Baylor’s vaccine was itself stifled by a lack of resources early on, with the team having failed to secure funding through the Operation Warp Speed initiative implemented last year in the U.S. to accelerate vaccine development. They were able to garner enough funding eventually, largely through charity, but it undoubtedly slowed their timeline. According to Peter Hotez, co-developer and dean of the National School of Tropical Medicine at Baylor, the lack of focus on providing a vaccine for all is one that has had serious consequences — consequences that he hopes his team’s vaccine can now start to remedy.

“It’s so exciting to be able to make a difference in vaccinating the world,” Hotez told Gizmodo. “In addition to the obvious humanitarian drive, this is the only way to prevent future variants from emerging. Had we had the funds to do this sooner, perhaps Southern Africa would have been vaccinated and Omicron might never have emerged.”

There are of course still important questions about Cobrevax left to be answered. Notably, it’s not yet known how effective it will be against the Omicron variant, which has begun to overtake Delta as the dominant version of the virus. Omicron is concerning because its many mutations allow it to more easily infect people with some prior immunity created through vaccination or infection (on the plus side, this immunity appears to still blunt its severity). The team plans to have data on Omicron soon, however, and there is existing data suggesting that Cobrevax may be better at providing durable protection in general than some other vaccines. It’s possible that Cobrevax could also be used as a booster to other vaccines, and other data has shown booster shots do restore some protection against Omicron infection.
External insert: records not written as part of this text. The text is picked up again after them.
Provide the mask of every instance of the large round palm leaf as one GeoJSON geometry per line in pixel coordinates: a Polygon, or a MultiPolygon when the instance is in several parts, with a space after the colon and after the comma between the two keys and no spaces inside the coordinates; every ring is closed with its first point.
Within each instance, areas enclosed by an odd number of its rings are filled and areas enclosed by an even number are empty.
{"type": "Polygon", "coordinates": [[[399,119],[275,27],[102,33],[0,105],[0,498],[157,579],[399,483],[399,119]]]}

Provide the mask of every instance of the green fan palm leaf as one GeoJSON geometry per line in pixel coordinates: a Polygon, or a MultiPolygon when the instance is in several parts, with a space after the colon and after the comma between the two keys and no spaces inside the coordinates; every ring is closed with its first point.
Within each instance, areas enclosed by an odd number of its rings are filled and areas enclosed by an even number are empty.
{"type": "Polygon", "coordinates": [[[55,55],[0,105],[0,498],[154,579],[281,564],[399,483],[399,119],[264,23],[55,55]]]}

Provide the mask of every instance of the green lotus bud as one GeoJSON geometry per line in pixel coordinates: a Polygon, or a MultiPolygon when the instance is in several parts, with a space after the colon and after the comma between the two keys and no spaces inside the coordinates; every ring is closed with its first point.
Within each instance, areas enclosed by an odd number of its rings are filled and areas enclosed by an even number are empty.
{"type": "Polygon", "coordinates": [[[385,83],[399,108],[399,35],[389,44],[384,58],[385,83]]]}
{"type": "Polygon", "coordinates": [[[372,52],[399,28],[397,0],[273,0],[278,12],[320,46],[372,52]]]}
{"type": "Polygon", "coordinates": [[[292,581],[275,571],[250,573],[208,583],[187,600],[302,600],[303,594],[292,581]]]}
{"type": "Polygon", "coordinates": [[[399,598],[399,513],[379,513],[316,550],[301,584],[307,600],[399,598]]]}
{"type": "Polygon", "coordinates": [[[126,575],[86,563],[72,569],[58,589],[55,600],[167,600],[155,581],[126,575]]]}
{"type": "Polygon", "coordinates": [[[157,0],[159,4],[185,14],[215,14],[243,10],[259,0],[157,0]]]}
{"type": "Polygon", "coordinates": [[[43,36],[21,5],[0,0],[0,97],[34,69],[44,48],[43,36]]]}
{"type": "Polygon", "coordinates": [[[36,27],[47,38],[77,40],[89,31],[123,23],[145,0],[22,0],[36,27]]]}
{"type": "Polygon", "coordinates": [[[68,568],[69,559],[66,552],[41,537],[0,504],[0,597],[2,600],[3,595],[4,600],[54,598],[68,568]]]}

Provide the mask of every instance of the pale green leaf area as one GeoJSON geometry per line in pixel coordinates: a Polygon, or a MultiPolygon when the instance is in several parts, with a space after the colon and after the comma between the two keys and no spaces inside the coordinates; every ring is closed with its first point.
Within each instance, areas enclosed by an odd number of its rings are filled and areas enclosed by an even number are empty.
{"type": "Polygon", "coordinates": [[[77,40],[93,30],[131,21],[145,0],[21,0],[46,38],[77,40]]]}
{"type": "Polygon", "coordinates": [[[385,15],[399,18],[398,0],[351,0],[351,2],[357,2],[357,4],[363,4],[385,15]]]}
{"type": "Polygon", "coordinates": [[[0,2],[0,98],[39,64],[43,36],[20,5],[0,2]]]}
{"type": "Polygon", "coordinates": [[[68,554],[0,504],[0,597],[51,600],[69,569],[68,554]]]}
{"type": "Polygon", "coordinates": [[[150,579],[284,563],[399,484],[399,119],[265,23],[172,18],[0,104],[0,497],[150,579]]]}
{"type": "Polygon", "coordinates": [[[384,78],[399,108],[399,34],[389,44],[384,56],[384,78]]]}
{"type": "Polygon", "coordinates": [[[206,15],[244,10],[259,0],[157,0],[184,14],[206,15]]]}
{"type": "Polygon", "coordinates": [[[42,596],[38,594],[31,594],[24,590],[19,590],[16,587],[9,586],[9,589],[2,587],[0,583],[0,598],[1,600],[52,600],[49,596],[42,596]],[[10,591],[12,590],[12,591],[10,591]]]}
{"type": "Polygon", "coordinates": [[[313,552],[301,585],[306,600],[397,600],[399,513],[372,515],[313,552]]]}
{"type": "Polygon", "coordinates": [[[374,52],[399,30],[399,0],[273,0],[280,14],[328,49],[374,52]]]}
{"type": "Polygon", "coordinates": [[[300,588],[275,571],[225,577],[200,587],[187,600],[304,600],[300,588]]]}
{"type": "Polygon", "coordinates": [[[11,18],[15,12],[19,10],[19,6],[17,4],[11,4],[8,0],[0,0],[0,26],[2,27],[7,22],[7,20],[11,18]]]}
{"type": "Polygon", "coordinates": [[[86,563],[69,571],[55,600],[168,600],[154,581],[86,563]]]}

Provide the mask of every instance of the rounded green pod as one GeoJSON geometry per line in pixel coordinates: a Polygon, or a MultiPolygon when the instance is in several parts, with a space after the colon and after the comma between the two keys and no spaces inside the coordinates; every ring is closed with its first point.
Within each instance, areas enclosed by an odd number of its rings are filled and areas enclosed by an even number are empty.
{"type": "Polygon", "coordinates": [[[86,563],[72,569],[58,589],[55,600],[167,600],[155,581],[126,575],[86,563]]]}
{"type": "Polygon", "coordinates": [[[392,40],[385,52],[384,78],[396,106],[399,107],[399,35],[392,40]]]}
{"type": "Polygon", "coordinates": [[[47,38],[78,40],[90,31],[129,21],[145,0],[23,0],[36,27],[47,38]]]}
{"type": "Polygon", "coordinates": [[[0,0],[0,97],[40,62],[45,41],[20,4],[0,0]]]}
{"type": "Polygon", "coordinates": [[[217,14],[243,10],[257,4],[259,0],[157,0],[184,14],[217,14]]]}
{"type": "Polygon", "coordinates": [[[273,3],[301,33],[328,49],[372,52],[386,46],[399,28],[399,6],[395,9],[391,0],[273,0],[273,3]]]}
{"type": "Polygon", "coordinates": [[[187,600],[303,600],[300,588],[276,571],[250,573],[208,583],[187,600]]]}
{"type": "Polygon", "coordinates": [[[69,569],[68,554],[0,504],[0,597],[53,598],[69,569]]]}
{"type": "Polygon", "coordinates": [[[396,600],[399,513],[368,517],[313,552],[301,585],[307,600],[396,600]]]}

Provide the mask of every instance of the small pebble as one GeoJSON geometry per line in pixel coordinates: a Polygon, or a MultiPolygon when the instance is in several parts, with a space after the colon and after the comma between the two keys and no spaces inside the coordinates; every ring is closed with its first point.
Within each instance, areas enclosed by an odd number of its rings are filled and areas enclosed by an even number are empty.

Corbevax isn’t the only vaccine that could become a boon to poorer countries. Just this week, Mexico became the latest to authorise the three-dose vaccine created by Cuba called Abdala. Abdala and another Cuban vaccine, Soberna 02, are similarly developed using long-established and cheap vaccine technology, and clinical trials have shown that the vaccines were over 90% effective against illness. Following a summer peak of the pandemic, Cuba’s covid-19 cases have plummeted as the vaccination rate has soared to over 90% with at least one dose. The country is still waiting for the WHO to decide whether it will approve its covid-19 vaccines, though, which will likely be needed to garner widespread use outside of the country. Should that happen, Cuba has promised to spread its technology with the rest of the world.